Loogie, the prince-turned-genie, and his modern master, Charlie, return in an installment about facing bullies—both real and magical.
Charlie’s friend Tom, who is in on the secret that Charlie has a genie, is jealous that Loogie does things for Charlie but not for him. Tom is also the master of a genie, the wicked former wizard Tildor, but Loogie’s protector, wizard Hendrick (the one who turned him into a genie in the first place), has declared Tildor too dangerous, so Charlie has kept him hidden from Tom and everyone else. When a good deed of Loogie’s goes awry, Tildor goes back to Tom, who wishes that the bully gets his just desserts. But Tildor chooses to interpret Tom’s wishes in a wicked fashion, and Tom discovers the value of trusting real friendship rather than the promise of power.

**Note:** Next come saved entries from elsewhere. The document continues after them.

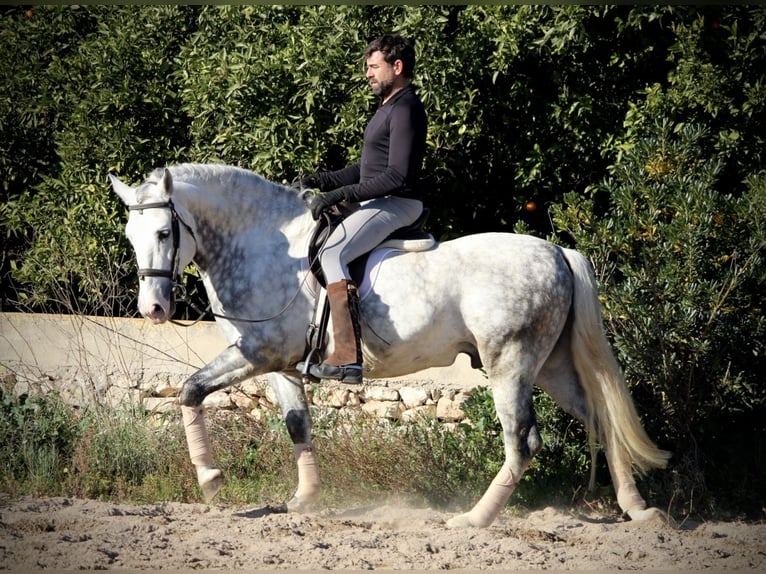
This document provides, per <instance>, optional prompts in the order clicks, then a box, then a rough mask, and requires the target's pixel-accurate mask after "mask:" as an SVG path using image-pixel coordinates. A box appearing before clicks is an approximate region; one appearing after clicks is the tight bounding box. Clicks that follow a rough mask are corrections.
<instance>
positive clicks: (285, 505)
mask: <svg viewBox="0 0 766 574" xmlns="http://www.w3.org/2000/svg"><path fill="white" fill-rule="evenodd" d="M313 504H314V501H313V500H306V499H303V498H298V497H297V496H293V497H292V498H291V499H290V500H288V501H287V502H286V503H285V506H286V507H287V512H297V513H301V512H306V511H307V510H308V509H309V508H310V507H311V506H312V505H313Z"/></svg>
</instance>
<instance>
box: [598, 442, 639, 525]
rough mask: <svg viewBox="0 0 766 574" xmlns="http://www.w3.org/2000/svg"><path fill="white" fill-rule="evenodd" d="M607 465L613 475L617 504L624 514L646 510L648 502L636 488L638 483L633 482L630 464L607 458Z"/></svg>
mask: <svg viewBox="0 0 766 574" xmlns="http://www.w3.org/2000/svg"><path fill="white" fill-rule="evenodd" d="M606 461H607V464H608V465H609V473H610V474H611V475H612V484H614V491H615V494H616V495H617V504H619V505H620V508H621V509H622V511H623V512H627V513H630V512H631V511H634V510H644V509H645V508H646V501H645V500H644V499H643V497H642V496H641V494H640V493H639V492H638V488H636V482H635V480H633V472H632V471H631V468H630V464H628V463H626V462H625V461H623V460H618V459H617V458H616V457H612V456H609V453H607V457H606Z"/></svg>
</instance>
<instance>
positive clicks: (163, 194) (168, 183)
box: [160, 168, 173, 198]
mask: <svg viewBox="0 0 766 574" xmlns="http://www.w3.org/2000/svg"><path fill="white" fill-rule="evenodd" d="M160 185H161V186H162V195H163V196H165V197H166V198H168V197H170V196H171V195H172V194H173V176H172V175H170V170H169V169H168V168H165V173H164V174H163V175H162V182H160Z"/></svg>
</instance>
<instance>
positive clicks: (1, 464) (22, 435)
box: [0, 390, 83, 494]
mask: <svg viewBox="0 0 766 574" xmlns="http://www.w3.org/2000/svg"><path fill="white" fill-rule="evenodd" d="M82 431H83V419H81V418H80V417H79V416H78V414H77V413H76V412H74V411H73V410H72V409H71V408H68V407H67V406H66V405H65V404H63V402H62V401H61V400H60V398H59V397H58V396H57V395H56V394H53V395H50V396H34V397H30V396H28V395H22V396H20V397H17V396H15V395H13V394H9V393H4V392H2V391H1V390H0V471H1V472H2V474H0V485H2V486H3V489H4V490H5V489H11V490H13V489H16V488H22V489H23V491H24V492H27V493H32V494H35V493H45V492H47V491H49V490H50V489H52V488H55V487H56V486H58V485H59V484H61V483H62V482H63V481H65V479H66V478H67V475H68V473H69V466H70V460H71V457H72V455H73V452H74V451H75V448H76V444H77V441H78V439H79V437H80V435H81V433H82Z"/></svg>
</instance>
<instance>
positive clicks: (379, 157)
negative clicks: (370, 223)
mask: <svg viewBox="0 0 766 574" xmlns="http://www.w3.org/2000/svg"><path fill="white" fill-rule="evenodd" d="M427 130H428V120H427V118H426V113H425V109H424V108H423V103H422V102H421V101H420V98H419V97H418V95H417V94H416V93H415V89H414V88H413V87H412V85H411V84H408V85H406V86H405V87H403V88H402V89H401V90H399V91H398V92H397V93H396V94H394V95H393V96H392V97H391V98H390V99H389V100H388V101H387V102H386V103H385V104H382V105H381V106H380V107H379V108H378V110H377V111H376V112H375V115H374V116H373V117H372V119H371V120H370V123H369V124H367V127H366V128H365V130H364V140H363V145H362V159H361V161H360V162H359V163H357V164H354V165H351V166H349V167H346V168H344V169H341V170H338V171H330V172H322V173H319V174H317V177H318V179H319V189H320V190H321V191H330V190H333V189H337V188H340V187H342V188H343V192H344V195H345V197H346V199H347V200H348V201H351V202H359V201H365V200H367V199H373V198H375V197H383V196H386V195H398V196H402V197H411V198H416V199H420V197H421V192H420V189H419V185H418V182H419V179H420V172H421V169H422V167H423V157H424V156H425V150H426V132H427Z"/></svg>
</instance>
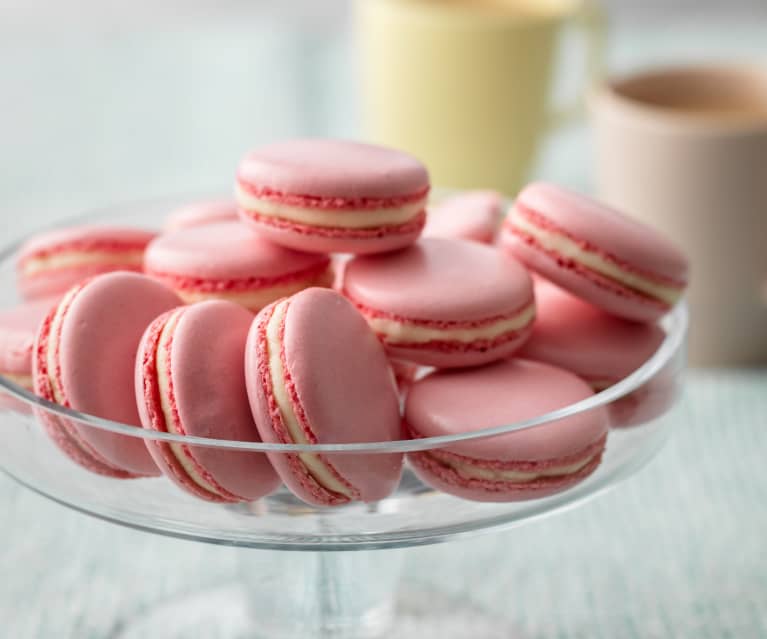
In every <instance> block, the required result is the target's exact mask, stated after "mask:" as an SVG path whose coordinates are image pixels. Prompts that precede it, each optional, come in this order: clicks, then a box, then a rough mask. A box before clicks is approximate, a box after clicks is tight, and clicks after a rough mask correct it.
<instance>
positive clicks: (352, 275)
mask: <svg viewBox="0 0 767 639" xmlns="http://www.w3.org/2000/svg"><path fill="white" fill-rule="evenodd" d="M429 189H430V185H429V178H428V173H427V171H426V169H425V167H424V166H423V165H422V164H421V163H420V162H418V161H417V160H416V159H415V158H413V157H411V156H409V155H407V154H404V153H400V152H398V151H395V150H392V149H385V148H381V147H375V146H370V145H365V144H358V143H353V142H344V141H335V140H296V141H288V142H282V143H278V144H272V145H269V146H266V147H263V148H260V149H257V150H255V151H252V152H250V153H248V154H247V155H246V156H245V158H244V159H243V161H242V163H241V164H240V166H239V169H238V171H237V177H236V184H235V192H236V202H232V201H206V202H200V203H197V204H195V203H191V204H189V205H187V206H185V207H183V208H182V209H179V210H176V211H174V212H172V213H171V215H170V217H169V220H168V221H167V223H166V226H165V232H164V233H162V234H159V235H157V234H155V233H154V232H152V231H136V230H131V229H123V228H112V227H78V228H72V229H67V230H65V231H57V232H54V233H51V234H45V235H42V236H39V237H37V238H33V239H32V240H30V241H29V242H27V244H25V245H24V248H23V249H22V251H21V252H20V254H19V258H18V262H17V264H18V281H19V288H20V290H21V292H22V294H23V296H24V297H26V298H38V297H41V296H42V295H44V294H45V295H52V296H55V297H47V298H45V299H44V300H41V301H39V302H34V303H28V304H27V305H25V306H22V307H19V308H18V309H15V310H13V311H10V312H6V313H3V314H0V364H2V370H0V373H2V374H3V375H4V376H5V377H6V378H8V379H9V380H10V381H12V382H14V383H17V384H19V385H22V386H26V387H28V388H33V389H34V392H35V393H36V394H38V395H39V396H41V397H43V398H44V399H46V400H48V401H50V402H54V403H57V404H60V405H62V406H64V407H66V408H69V409H73V410H75V411H79V412H81V413H86V414H90V415H95V416H98V417H101V418H106V419H110V420H113V421H117V422H120V423H122V424H126V425H129V426H135V427H139V428H143V429H145V430H147V431H151V432H152V433H154V432H158V433H165V434H169V435H174V436H193V437H198V438H213V439H218V440H230V441H237V442H259V441H264V442H269V443H274V444H299V445H313V444H344V443H354V444H359V443H366V442H383V443H385V442H392V441H396V440H400V439H405V438H428V437H436V436H449V435H455V434H463V433H474V432H477V431H481V430H482V429H484V428H486V427H491V426H499V425H502V424H509V423H512V422H518V421H524V420H528V419H532V418H535V417H539V416H541V415H544V414H546V413H549V412H551V411H556V410H558V409H562V408H564V407H566V406H568V405H570V404H573V403H576V402H579V401H581V400H584V399H587V398H588V397H590V396H591V395H593V394H594V392H598V391H600V390H602V389H603V388H605V387H606V386H608V385H611V384H614V383H615V382H617V381H619V380H620V379H622V378H623V377H625V376H626V375H628V374H630V373H631V372H632V371H633V370H635V369H636V368H637V367H638V366H640V365H641V364H642V363H643V362H644V361H646V360H647V358H648V357H650V356H651V355H652V353H653V352H654V351H655V350H656V349H657V348H658V347H659V345H660V343H661V342H662V341H663V339H664V333H663V331H662V329H660V328H659V327H658V326H657V325H656V324H655V323H654V322H655V321H656V320H657V319H658V318H660V317H661V316H662V315H663V314H664V313H665V312H666V311H667V310H669V309H670V308H671V307H672V306H673V304H674V303H675V302H676V301H677V300H678V299H679V296H680V295H681V292H682V290H683V289H684V286H685V284H686V277H687V272H686V269H687V265H686V261H685V260H684V257H683V256H681V255H680V254H679V253H678V251H677V250H676V249H675V248H674V247H673V246H672V245H670V244H669V243H668V242H667V241H666V240H664V239H663V238H661V237H658V236H657V235H656V234H655V233H654V232H653V231H652V230H650V229H647V228H646V227H643V226H641V225H639V224H637V223H635V222H633V221H631V220H630V219H628V218H626V217H624V216H622V215H621V214H619V213H617V212H615V211H612V210H610V209H608V208H606V207H604V206H603V205H601V204H598V203H596V202H593V201H591V200H588V199H586V198H584V197H582V196H579V195H576V194H573V193H570V192H567V191H565V190H563V189H560V188H558V187H555V186H553V185H544V184H536V185H532V186H530V187H528V188H527V189H525V190H524V191H523V192H522V193H520V195H519V197H518V198H517V201H516V202H515V204H514V206H513V207H512V210H511V212H510V214H509V216H508V218H507V219H506V221H505V222H504V224H503V226H502V229H501V233H500V239H499V242H498V245H497V246H496V245H495V244H494V242H495V236H496V231H497V229H498V226H499V223H500V211H501V204H502V200H501V198H500V196H499V195H498V194H495V193H491V192H475V193H469V194H463V195H459V196H455V197H452V198H448V199H447V200H444V201H442V202H441V203H439V204H437V205H434V206H431V207H430V208H428V209H427V200H428V195H429ZM427 210H428V213H427ZM427 215H428V216H430V217H431V219H433V220H434V221H433V222H428V223H427ZM424 227H425V228H424ZM422 232H423V235H424V237H420V236H421V234H422ZM334 265H335V266H336V267H337V266H339V265H341V266H342V267H343V268H342V269H337V272H336V273H335V274H334ZM533 274H535V278H534V277H533ZM544 278H545V279H544ZM547 280H548V281H547ZM552 282H553V283H552ZM555 284H556V286H555ZM331 286H332V289H335V290H332V289H331ZM397 386H399V389H398V388H397ZM645 390H647V389H645ZM666 390H667V389H666ZM650 391H653V389H650ZM645 395H647V396H650V397H651V398H652V399H653V401H652V402H649V404H648V402H646V401H645V400H646V397H645ZM645 395H642V396H635V397H633V398H630V399H626V401H624V402H623V404H622V407H621V408H616V407H617V406H619V404H620V403H616V404H615V406H611V407H610V410H606V409H604V408H597V409H593V410H590V411H587V412H580V413H578V414H577V415H573V416H570V417H567V418H563V419H560V420H558V421H555V422H547V423H546V424H545V425H542V426H538V427H534V428H530V429H526V430H522V431H514V432H512V433H507V434H505V435H502V436H497V437H492V438H489V437H476V438H471V439H466V440H463V441H461V442H460V443H457V444H453V445H448V446H442V447H440V448H438V449H432V450H425V451H421V452H417V453H410V454H409V455H408V458H409V462H410V464H411V465H412V467H413V469H414V471H415V472H416V473H417V474H418V476H419V477H421V479H422V480H423V481H424V482H425V483H427V484H429V485H430V486H432V487H434V488H436V489H438V490H441V491H444V492H447V493H450V494H453V495H455V496H458V497H461V498H466V499H472V500H479V501H514V500H521V499H533V498H537V497H543V496H546V495H550V494H552V493H554V492H558V491H560V490H564V489H566V488H568V487H570V486H572V485H574V484H575V483H577V482H579V481H581V480H582V479H584V478H586V477H587V476H588V475H590V474H591V473H592V472H593V471H594V470H595V469H596V468H597V467H598V466H599V463H600V460H601V458H602V454H603V452H604V449H605V445H606V440H607V431H608V427H609V425H610V424H611V423H612V424H613V425H629V424H634V423H640V422H642V421H646V420H647V419H650V418H652V417H654V416H656V415H657V414H658V413H660V412H662V411H664V410H666V408H667V405H668V399H669V398H670V397H671V396H672V395H673V393H669V392H665V394H664V389H662V388H661V389H655V390H654V391H653V392H649V391H648V392H647V393H645ZM644 404H648V405H649V408H648V406H645V405H644ZM37 411H38V413H39V416H40V420H41V422H42V423H43V424H44V426H45V428H46V430H47V432H48V433H49V435H50V437H51V439H52V440H53V442H54V443H55V444H56V445H57V446H58V447H59V448H60V449H61V450H62V451H63V452H64V453H65V454H66V455H67V456H68V457H69V458H70V459H71V460H72V461H73V462H75V463H76V464H77V465H79V466H80V467H82V468H84V469H87V470H89V471H91V472H95V473H98V474H100V475H102V476H106V477H112V478H116V479H128V478H139V477H152V476H158V475H164V476H166V477H167V478H169V479H170V480H171V481H172V482H173V483H174V484H176V485H177V486H178V487H179V488H180V489H181V490H183V491H184V492H186V493H188V494H189V495H192V496H194V497H197V498H200V499H204V500H206V501H210V502H218V503H232V502H250V501H254V500H257V499H259V498H261V497H264V496H265V495H268V494H270V493H271V492H273V491H274V490H276V489H277V488H278V486H279V485H280V484H281V483H283V484H284V485H285V486H286V487H287V488H288V489H289V490H290V491H292V493H293V494H294V495H295V496H296V497H298V498H299V499H301V500H303V501H305V502H307V503H309V504H313V505H317V506H338V505H342V504H346V503H349V502H355V501H363V502H370V501H376V500H380V499H383V498H385V497H386V496H387V495H389V494H390V493H391V492H392V491H393V490H395V488H396V486H397V483H398V480H399V477H400V474H401V471H402V467H403V455H401V454H394V453H383V454H381V453H376V454H372V453H327V454H326V453H320V452H311V451H305V452H291V453H282V452H277V451H273V452H269V453H266V454H262V453H254V452H252V451H238V450H236V449H235V448H221V447H206V446H193V445H191V444H190V443H188V442H184V441H183V440H179V441H172V440H158V439H156V438H153V437H152V435H151V433H149V434H146V437H144V438H141V437H130V436H127V435H125V434H118V433H116V432H112V431H107V430H101V429H96V428H93V427H90V426H87V425H85V424H84V423H83V422H82V421H80V420H78V419H76V417H75V416H74V415H72V416H66V413H55V412H51V411H45V410H43V409H42V408H38V409H37Z"/></svg>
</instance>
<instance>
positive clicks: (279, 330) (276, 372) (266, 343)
mask: <svg viewBox="0 0 767 639" xmlns="http://www.w3.org/2000/svg"><path fill="white" fill-rule="evenodd" d="M286 311H287V303H286V302H282V303H280V304H278V305H277V306H276V307H275V309H274V313H273V314H272V316H271V317H270V318H269V322H268V323H267V325H266V344H267V351H268V356H269V375H270V376H271V381H272V393H273V394H274V399H275V400H276V401H277V406H278V408H279V409H280V414H281V415H282V419H283V421H284V422H285V426H286V427H287V429H288V435H289V436H290V440H291V443H293V444H308V443H309V440H308V439H307V438H306V435H305V434H304V431H303V429H302V428H301V424H300V423H299V421H298V418H297V417H296V414H295V412H294V411H293V406H292V404H291V401H290V398H289V397H288V393H287V389H286V386H285V370H284V369H283V366H282V358H281V357H280V351H281V344H280V325H281V324H282V320H283V318H284V317H285V312H286ZM298 457H299V459H300V460H301V463H303V465H304V466H306V469H307V470H308V471H309V474H310V475H311V476H312V477H314V479H315V480H317V482H318V483H319V484H320V485H321V486H323V487H324V488H326V489H328V490H330V491H332V492H334V493H339V494H341V495H346V496H347V497H352V492H351V491H350V490H349V489H348V488H347V487H346V486H345V485H344V484H342V483H341V482H340V481H339V480H338V479H337V478H336V477H335V476H334V475H333V473H332V472H330V469H329V468H328V467H327V466H326V465H325V464H324V463H323V462H322V460H321V459H320V458H319V457H318V456H317V455H315V454H314V453H298Z"/></svg>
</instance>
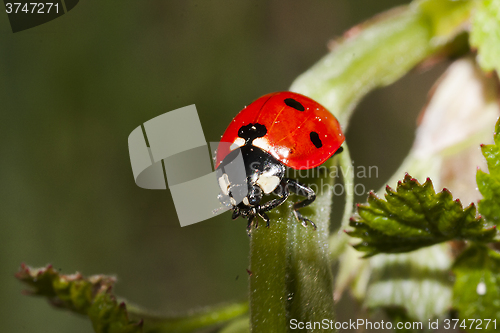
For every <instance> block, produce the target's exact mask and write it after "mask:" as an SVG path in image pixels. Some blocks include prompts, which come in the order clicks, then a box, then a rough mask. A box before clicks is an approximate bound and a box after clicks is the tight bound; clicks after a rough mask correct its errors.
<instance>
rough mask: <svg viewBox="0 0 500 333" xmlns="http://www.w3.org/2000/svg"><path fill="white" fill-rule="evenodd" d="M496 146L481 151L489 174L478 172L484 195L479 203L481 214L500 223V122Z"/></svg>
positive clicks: (497, 128)
mask: <svg viewBox="0 0 500 333" xmlns="http://www.w3.org/2000/svg"><path fill="white" fill-rule="evenodd" d="M493 139H494V144H491V145H481V150H482V152H483V155H484V157H485V158H486V162H487V164H488V170H489V172H490V173H489V174H487V173H485V172H484V171H481V170H478V171H477V174H476V181H477V187H478V189H479V192H481V194H482V195H483V199H482V200H481V201H479V205H478V209H479V213H480V214H481V215H482V216H483V217H484V218H485V219H486V220H487V221H489V222H492V223H498V221H500V120H499V121H497V124H496V126H495V134H494V135H493Z"/></svg>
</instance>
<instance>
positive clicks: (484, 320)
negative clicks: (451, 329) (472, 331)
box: [444, 319, 497, 329]
mask: <svg viewBox="0 0 500 333" xmlns="http://www.w3.org/2000/svg"><path fill="white" fill-rule="evenodd" d="M457 327H460V328H463V329H474V328H475V329H488V328H489V329H492V328H493V329H496V328H497V320H496V319H494V320H491V319H463V320H462V321H460V320H459V319H445V320H444V328H445V329H455V328H457Z"/></svg>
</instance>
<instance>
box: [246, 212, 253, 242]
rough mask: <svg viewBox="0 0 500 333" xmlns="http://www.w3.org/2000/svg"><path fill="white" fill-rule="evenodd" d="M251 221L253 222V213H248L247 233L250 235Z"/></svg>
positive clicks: (251, 221)
mask: <svg viewBox="0 0 500 333" xmlns="http://www.w3.org/2000/svg"><path fill="white" fill-rule="evenodd" d="M252 222H253V215H250V216H249V217H248V224H247V235H248V237H250V235H251V234H252Z"/></svg>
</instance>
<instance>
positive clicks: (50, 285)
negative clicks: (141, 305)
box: [16, 264, 248, 333]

Castle tackles the topic of bullying with moderate success; the point about not becoming a bully to get even with bullies works well, but kids will not have a genie—even an evil one—to get their tormentors to leave them alone. The scene in which Tildor threatens to kill the school bully is reminiscent of how other young teen characters, including Harry Potter, have learned lessons about using dark magic against their foes. There is more plot and less gross-out humor in this episode, with Loogie no longer lodged in Charlie’s nose, though there’s still plenty of comedy in the breezy telling: When the children question Hendrick about how he will contact other wizards, he explains, “Silly child. I have their cell phone numbers. It’s far easier than sending a message by fairy. Fairies are really quite unreliable. They do not like to travel in poor weather. But I must say that finding a cell signal can also be difficult.” The illustrations are a highlight, perfect in style for the tone of the story.
A more serious third volume that competently tackles a difficult issue faced by kids.